Laut Franco Cimatti, Chief of Vehicle Concept and Pre-development Deptartment Ferrari GT, gibt es ihn noch, den Fahrspaß bei aller Globalität und Elektrifizierung. Das Ziel sei es aber auch bei Ferrari, den Wirkungsgrad zu verbessern.
Patrick Signargout, Vice President Car Manufacturers Relations und Co-operations PSA Peugeot Citroën sprach über den ersten Diesel Hybrid mit Allradantrieb. Die Hybridpalette bei PSA umfasse generell ein breites Spektrum vom Start-Stopp-System bis hin zum Elektrofahrzeug. Der zweitgrößte Hersteller Europas hat in diesem Jahr mit einem Flottendurchschnitt von 123 g/km den besten CO2-Wert in der EU erreicht. Modularität sei wichtig, um die Entwicklungskosten und -zeiten im Rahmen zu halten. Dennoch haben allein an der Hybrid 4-Entwicklung 500 Ingenieure mitgewirkt.

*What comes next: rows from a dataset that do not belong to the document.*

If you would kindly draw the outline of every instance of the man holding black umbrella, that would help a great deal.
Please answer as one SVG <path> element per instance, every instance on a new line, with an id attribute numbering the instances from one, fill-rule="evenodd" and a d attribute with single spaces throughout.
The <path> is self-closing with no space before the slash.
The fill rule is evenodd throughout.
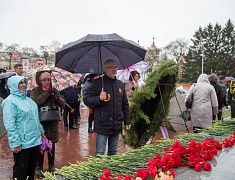
<path id="1" fill-rule="evenodd" d="M 85 96 L 87 106 L 94 106 L 95 156 L 103 155 L 108 142 L 107 155 L 117 154 L 122 122 L 130 129 L 130 111 L 125 85 L 116 79 L 117 63 L 109 59 L 104 63 L 105 75 L 92 82 Z"/>

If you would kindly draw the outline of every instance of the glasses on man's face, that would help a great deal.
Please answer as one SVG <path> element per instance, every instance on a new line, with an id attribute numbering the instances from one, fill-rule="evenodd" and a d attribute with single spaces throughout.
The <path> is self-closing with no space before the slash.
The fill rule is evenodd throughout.
<path id="1" fill-rule="evenodd" d="M 105 68 L 108 68 L 108 69 L 118 69 L 117 66 L 106 66 Z"/>

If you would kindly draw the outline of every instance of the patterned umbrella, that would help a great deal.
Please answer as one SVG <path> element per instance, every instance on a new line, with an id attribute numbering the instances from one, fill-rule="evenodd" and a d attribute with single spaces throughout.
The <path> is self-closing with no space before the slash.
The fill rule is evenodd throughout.
<path id="1" fill-rule="evenodd" d="M 144 61 L 140 61 L 132 66 L 129 66 L 126 69 L 118 70 L 116 77 L 117 79 L 126 83 L 129 81 L 131 71 L 137 71 L 140 75 L 143 75 L 148 69 L 149 69 L 149 65 Z"/>
<path id="2" fill-rule="evenodd" d="M 37 69 L 31 69 L 25 76 L 29 84 L 28 90 L 32 90 L 34 87 L 37 87 L 35 77 L 36 72 L 38 71 L 50 71 L 52 76 L 52 86 L 55 87 L 58 91 L 76 85 L 81 77 L 81 74 L 72 74 L 54 66 L 44 66 Z"/>

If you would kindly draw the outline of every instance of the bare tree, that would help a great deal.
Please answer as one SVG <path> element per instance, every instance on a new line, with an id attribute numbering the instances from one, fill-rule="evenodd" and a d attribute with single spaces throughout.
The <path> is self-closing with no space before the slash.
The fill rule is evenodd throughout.
<path id="1" fill-rule="evenodd" d="M 163 54 L 166 59 L 174 59 L 176 62 L 179 62 L 181 55 L 187 54 L 188 50 L 189 42 L 179 38 L 165 46 L 162 52 L 164 52 Z"/>
<path id="2" fill-rule="evenodd" d="M 152 72 L 155 69 L 155 67 L 158 65 L 159 52 L 160 52 L 160 50 L 158 48 L 148 48 L 147 49 L 144 61 L 147 62 L 149 65 L 148 72 Z"/>

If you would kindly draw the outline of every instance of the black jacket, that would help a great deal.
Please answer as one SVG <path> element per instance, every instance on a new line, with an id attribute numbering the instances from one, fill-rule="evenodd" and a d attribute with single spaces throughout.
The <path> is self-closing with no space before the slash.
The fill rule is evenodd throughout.
<path id="1" fill-rule="evenodd" d="M 110 94 L 110 101 L 100 101 L 100 93 Z M 118 134 L 124 125 L 130 124 L 129 104 L 124 83 L 108 76 L 96 79 L 88 88 L 84 102 L 87 106 L 94 106 L 94 131 L 98 134 Z"/>

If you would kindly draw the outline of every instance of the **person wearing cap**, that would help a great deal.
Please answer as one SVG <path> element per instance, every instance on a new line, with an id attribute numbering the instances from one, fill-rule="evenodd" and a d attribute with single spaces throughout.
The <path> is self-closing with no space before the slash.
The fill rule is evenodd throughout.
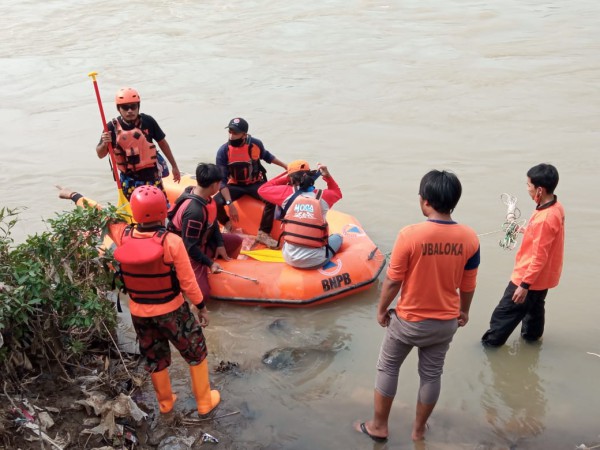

Die internationale Ausrichtung des Symposium fand ihren Höhepunkt in der Fachdiskussion „BRIC Märkte: Welches Getriebe- und Antriebskonzept für welche Fahrzeugklassen?“ mit Teilnehmern aus Indien, USA, Italien, Russland und Deutschland. Die Diskussion zeigte als einmal mehr, wie viel noch zu tun sei, damit die zahlreichen unterschiedlichen Getriebekonzepte dem Kostendruck gerecht würden. Es werde schon deshalb weiterhin so viele Konzepte geben, weil die globalen Marktanforderungen diese erfordern. Es gebe sehr kostensensitive Märkte wie Indien, wo die Automatikgetriebe noch viel Zeit bräuchten. . Beim russischen Markt stünden die Kraftstoffkosten weniger im Vordergrund als anderswo und Hybridtechnologie sei gar nicht vorhanden. China mit fast 100 Prozent Verbrennungsmotoren ist viel zu groß, um ein Konzept für alle zu etablieren. Zudem sei hier eine e-Mobility-Ernüchterung eingetreten. China brauche aber eine neue Technologie, um den Megatrends Herr zu werden. Globaler Service sei wichtig und auch die Fertigung sollte global erfolgen.